"Honestly, I don't know how you do it." Hermione admitted to Ginny. They were sitting together on the patio of a new restaurant that had opened up where Florean Fortescue's had once been. It was a chic little place that made a delicious brunch and an even better mimosa. She hadn't had much time with her friend lately, so when Ginny had suggested meeting up that weekend, Hermione had jumped at the chance. The summer sun was now in full force and it was lovely to sit outside and feel her skin warm under its rays. Ginny was wearing an appropriately large hat to block that same sun.
"No. He's-" Ginny paused, thinking over what she was saying as she swirled her drink around and then took a rather large sip. "He's not quite what I was expecting."
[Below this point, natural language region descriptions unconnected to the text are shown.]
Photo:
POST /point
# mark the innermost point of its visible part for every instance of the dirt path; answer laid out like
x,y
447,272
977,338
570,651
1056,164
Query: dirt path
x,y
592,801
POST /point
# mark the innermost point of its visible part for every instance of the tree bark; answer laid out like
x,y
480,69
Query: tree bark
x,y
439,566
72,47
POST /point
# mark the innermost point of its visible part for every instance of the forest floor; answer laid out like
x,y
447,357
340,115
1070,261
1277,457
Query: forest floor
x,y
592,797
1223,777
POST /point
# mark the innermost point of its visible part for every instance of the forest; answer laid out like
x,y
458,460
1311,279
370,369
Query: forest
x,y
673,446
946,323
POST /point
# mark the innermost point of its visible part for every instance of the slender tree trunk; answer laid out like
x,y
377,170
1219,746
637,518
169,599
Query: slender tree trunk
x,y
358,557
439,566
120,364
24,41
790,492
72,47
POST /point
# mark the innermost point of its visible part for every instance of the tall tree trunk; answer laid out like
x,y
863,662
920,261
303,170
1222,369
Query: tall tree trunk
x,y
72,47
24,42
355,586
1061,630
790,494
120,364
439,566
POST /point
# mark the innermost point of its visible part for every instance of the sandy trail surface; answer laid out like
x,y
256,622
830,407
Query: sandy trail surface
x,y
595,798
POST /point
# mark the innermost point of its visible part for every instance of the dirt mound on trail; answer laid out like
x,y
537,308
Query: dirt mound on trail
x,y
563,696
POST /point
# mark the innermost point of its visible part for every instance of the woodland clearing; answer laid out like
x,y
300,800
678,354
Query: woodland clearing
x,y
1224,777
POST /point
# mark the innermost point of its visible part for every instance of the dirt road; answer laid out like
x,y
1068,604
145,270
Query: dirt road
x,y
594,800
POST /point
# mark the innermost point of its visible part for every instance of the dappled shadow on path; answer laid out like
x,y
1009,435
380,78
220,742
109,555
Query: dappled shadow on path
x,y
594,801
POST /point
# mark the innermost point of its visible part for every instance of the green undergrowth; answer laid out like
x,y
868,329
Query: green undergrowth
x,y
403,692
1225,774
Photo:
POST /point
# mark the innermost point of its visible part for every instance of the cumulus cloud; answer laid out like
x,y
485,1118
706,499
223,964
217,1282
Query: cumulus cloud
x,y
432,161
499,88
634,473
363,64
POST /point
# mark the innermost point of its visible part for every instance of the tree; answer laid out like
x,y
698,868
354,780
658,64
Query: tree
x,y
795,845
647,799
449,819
Hermione gaped over at her friend. "What do you mean? He's Draco Malfoy. Captain of the Inquisitorial Squad! Son of a Death Eater-" she paused, frowning. "An actual Death Eater."
Ginny shrugged. "I'm not saying he's pleasant or anything, but he isn't deadly or terrifying. He's a right prick, and I didn't realize anyone could actually survive with the amount of alcohol he drinks. We don't exactly spend much time together... That house is so big you could go weeks without seeing anyone. His mother nods at me, if we happen to pass each other. Which, I suppose, is something."
Hermione rolled her eyes. "Yes well, she lied to Voldemort. Saved Harry's life. Wouldn't really make sense for her to, I don't know, murder you at this point."
Ginny smirked. "I was worried, actually. I wouldn't think I'm exactly a suitable wife for her precious Draco." She cooed out his name and then shuddered, and Hermione couldn't help but laugh in response. It had been more than a month now, and it was good to see that her friend could finally approach this with some humour. That was probably only because Ginny had gotten laid not that long ago.
"Still, I'm so sorry that it ended up like this, Gin. It's just not fair."
"No," Ginny agreed. "It isn't. But, well. It isn't all bad?" Hermione raised a brow at the redhead, waiting for her to continue. Ginny shrugged. "Well, we're married, right? So that means I got access to the vault." She paused, and a smile tugged at the corners of her lips. "Weasley's Wizard Wheezes is quite pleased with their new investor. George can do a lot with three hundred and fifty galleons."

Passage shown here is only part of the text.